A man came around the corner, so similar in looks to Justin, even though I knew they weren’t related at all. Same dark hair, except his was sprinkled with salt and pepper at his temples. Same brown eyes. Same cleft chin.
He walked toward me, obscenely white teeth on display when he smiled.
“You should have announced you were back,” he admonished April. “You must be Elijah. It’s so nice to finally meet you,” he said, holding out his hand for me to shake. “You look just like your mother.”
I lookednothinglike my mother. I was the spitting image of Dad. I’d never been so grateful for anything in my life.
I glanced down at Brad’s proffered hand, then at him, before shaking it.
April finally caught on that something wasn’t right. She just didn’t know what it was.
“Elijah is starving. I was going to make him something to eat.”
Brad didn’t even give his daughter the consideration of an acknowledgment.
“Take his bags upstairs and put them in the blue room.”
“I can do it,” I replied, disliking Brad the more he spoke.
He waved me off. “Nonsense. You’re a guest.”
“Dick,” April muttered under her breath as she took my suitcase and bag upstairs.
Seeming not to hear what his daughter had called him, he ushered me forward.
“Beverly just reheated some of Benton’s lasagna for Justin. Benton is our personal chef. There’s plenty. Come. We can eat in the dining room and get to know one another better. How was the flight from California?”
California. Stanford. Un-fucking-real.
My eyes sliced to Mom, and her grip on Justin tightened. She hadn’t said one word. Neither had he.
Seeming to come out of her stupor when Brad looked at her expectantly, Mom smoothed down her hair, the light catching on the large solitaire diamond of her engagement ring. She cemented on the fakest smile I had ever seen.
“Hello, Elijah.”
Justin kept inching back the closer I drew nearer. He looked terrified, and I knew why. He wasn’t afraid of me. He was afraid of Fallon.
Mom made no move to greet me. No hug. No kiss.
“You look well,” she said.
The bruises were gone. No evidence remained from what the guy beside her did to me.
I felt oddly calm. It was weird and not how I’d expected to feel. I’d been a bundle of nerves and insecurity up until that second. But all I felt at that moment was apathy toward her and antipathy toward Justin.
“So do you,” I replied.
Mom had classed up. Iconic red-soled Louboutins donned her feet, and she was wearing a black silk wrap dress, not the usual jeans and tee I remembered were her preferred outfit because she said they were comfortable.
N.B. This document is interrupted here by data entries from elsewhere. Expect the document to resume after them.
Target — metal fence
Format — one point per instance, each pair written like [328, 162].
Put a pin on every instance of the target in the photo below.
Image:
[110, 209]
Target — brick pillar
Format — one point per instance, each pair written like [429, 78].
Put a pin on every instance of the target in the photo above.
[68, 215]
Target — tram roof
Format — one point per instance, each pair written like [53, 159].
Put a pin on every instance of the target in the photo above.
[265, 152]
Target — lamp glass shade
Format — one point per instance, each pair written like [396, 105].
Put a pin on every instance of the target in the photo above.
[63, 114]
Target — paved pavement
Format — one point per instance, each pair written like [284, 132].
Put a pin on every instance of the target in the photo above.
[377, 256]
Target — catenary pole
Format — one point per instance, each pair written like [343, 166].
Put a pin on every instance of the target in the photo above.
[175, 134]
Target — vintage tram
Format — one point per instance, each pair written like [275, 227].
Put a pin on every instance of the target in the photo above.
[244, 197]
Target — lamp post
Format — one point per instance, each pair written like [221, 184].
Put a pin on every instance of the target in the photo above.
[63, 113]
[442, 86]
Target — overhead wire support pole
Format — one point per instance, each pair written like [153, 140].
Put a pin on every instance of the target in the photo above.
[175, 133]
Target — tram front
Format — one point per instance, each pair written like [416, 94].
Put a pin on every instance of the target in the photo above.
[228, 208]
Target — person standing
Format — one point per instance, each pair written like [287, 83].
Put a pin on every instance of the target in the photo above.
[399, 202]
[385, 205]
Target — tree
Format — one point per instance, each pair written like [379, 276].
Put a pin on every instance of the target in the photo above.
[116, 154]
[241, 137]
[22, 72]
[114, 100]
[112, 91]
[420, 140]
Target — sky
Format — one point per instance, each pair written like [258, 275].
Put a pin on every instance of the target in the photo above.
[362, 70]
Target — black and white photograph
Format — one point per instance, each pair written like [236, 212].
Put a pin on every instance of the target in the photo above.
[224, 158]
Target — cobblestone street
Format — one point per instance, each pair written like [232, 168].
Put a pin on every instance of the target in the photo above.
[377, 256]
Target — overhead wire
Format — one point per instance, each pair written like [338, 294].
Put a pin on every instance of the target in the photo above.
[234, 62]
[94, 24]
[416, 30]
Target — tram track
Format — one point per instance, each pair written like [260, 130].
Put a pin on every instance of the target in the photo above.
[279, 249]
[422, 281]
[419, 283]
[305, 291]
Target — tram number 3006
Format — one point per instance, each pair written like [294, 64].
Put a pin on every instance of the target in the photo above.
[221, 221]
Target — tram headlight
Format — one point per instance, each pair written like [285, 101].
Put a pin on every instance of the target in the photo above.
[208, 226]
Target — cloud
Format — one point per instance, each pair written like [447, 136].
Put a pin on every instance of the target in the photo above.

Her hair was dyed an unnatural shade of red, brighter than April’s, but the significance wasn’t lost on me. April thought Brad ignored her because she looked too much like his first wife. A wife, it seemed, he was trying to replace with look-alikes. I’d bet Fallon’s trust fund that April’s other stepmothers either had red hair or dyed their hair red to appease his preference.
“This is my stepson, Justin,” Brad said, introducing us.
“We’ve met.”
I enjoyed a little too much the look of panic that crossed Justin’s face.
Brad seemed genuinely surprised when he asked, “You two know each other?”
Justin retreated another foot when our eyes locked.